Yellowcard - Lights and Sounds

This is an open letter to Yellowcard, a band whose album Ocean Avenue I consider one of my favorite “summer albums,” and who hail from Jacksonville, in my adopted home state of Florida. I will welcome any attempt by the band to contact me regarding this review/open letter, and I am looking forward to reading fans’ thoughts.

Dear Yellowcard,

So you’ve finally gotten over the MTV-spurred major-label buzz from Ocean Avenue and the unceremonious banishment of guitarist and founding member Ben Harper (who you have replaced by former Staring Back guitarist Ryan Mendez) in time to build on that promising hype you generated back in 2003. The hype is there, with your lead single hitting the airwaves only about half a million times a day. With electrically charged guitar riffs, the title track is fun to listen to the first few times. But Ryan, your voice needs a little bit more “oomph.” I believe that as a band, you have managed to earn early “worst of ’06” honors for your abysmally awful “Down On My Head,” which stinks up the third spot on the CD. Did you just take cheesy emo lyrics, put them on repeat, and toss in a little bit of one-dimensional harmonizing for good measure to make sure the song is dead as a doornail?
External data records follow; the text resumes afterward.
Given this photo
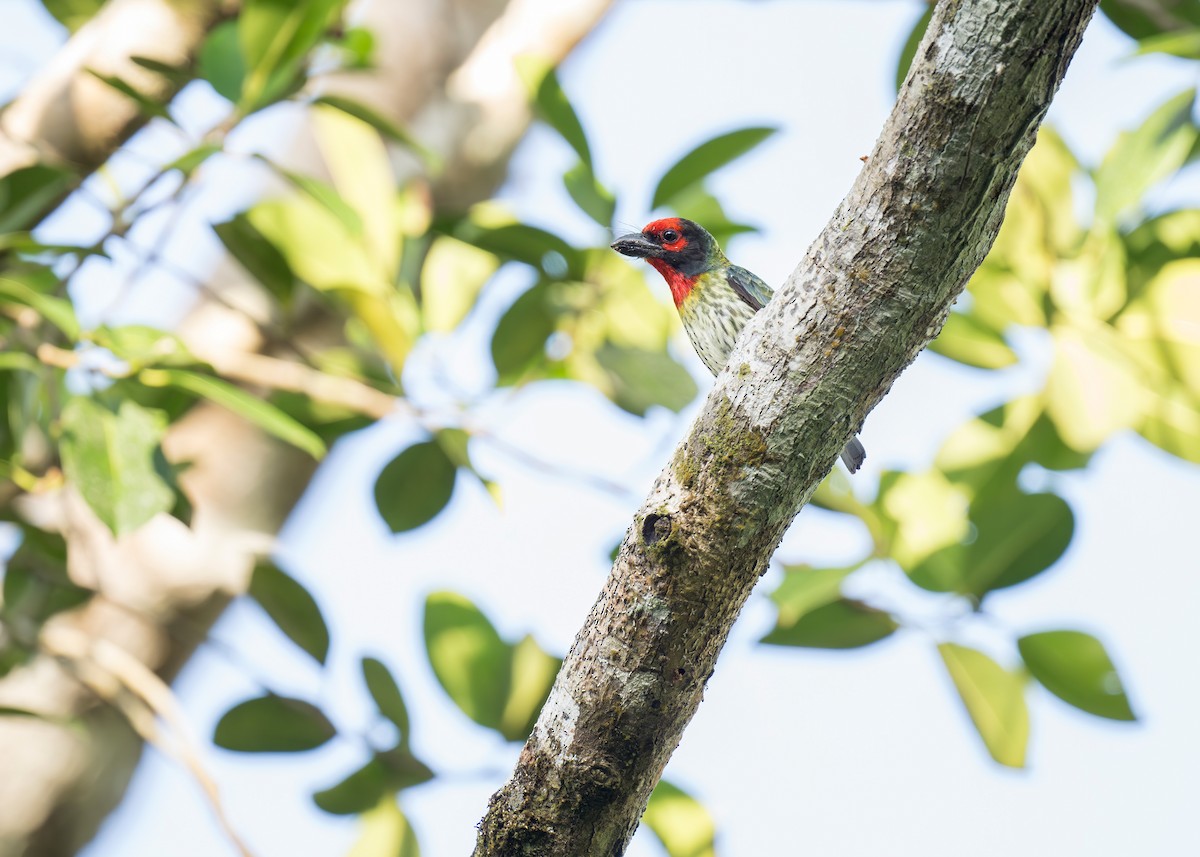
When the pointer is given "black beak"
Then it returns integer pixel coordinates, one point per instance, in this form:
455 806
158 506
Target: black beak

I’m of course going to say this and you’ll pick it as the next single, catapulting this steaming pile of dung into trendy oblivion. After your listeners work their way through that drag of a song (or just press “skip forward”), I have to give you props for the first solid track on Lights and Sounds. “Sure Thing Falling” is hard charging and overwhelmingly hooky, which plays to its advantage. I enjoy the brief interlude from violinist extraordinaire Sean Mackin late in the song as well, which adds some depth to this catchy piece of music. Characterized by a throaty bass line and simple yet well-written guitar riffs, “Sure Thing Falling” will hits your listeners hardest with the infectious lyrics, which are probably the best on the album. One for two isn’t bad.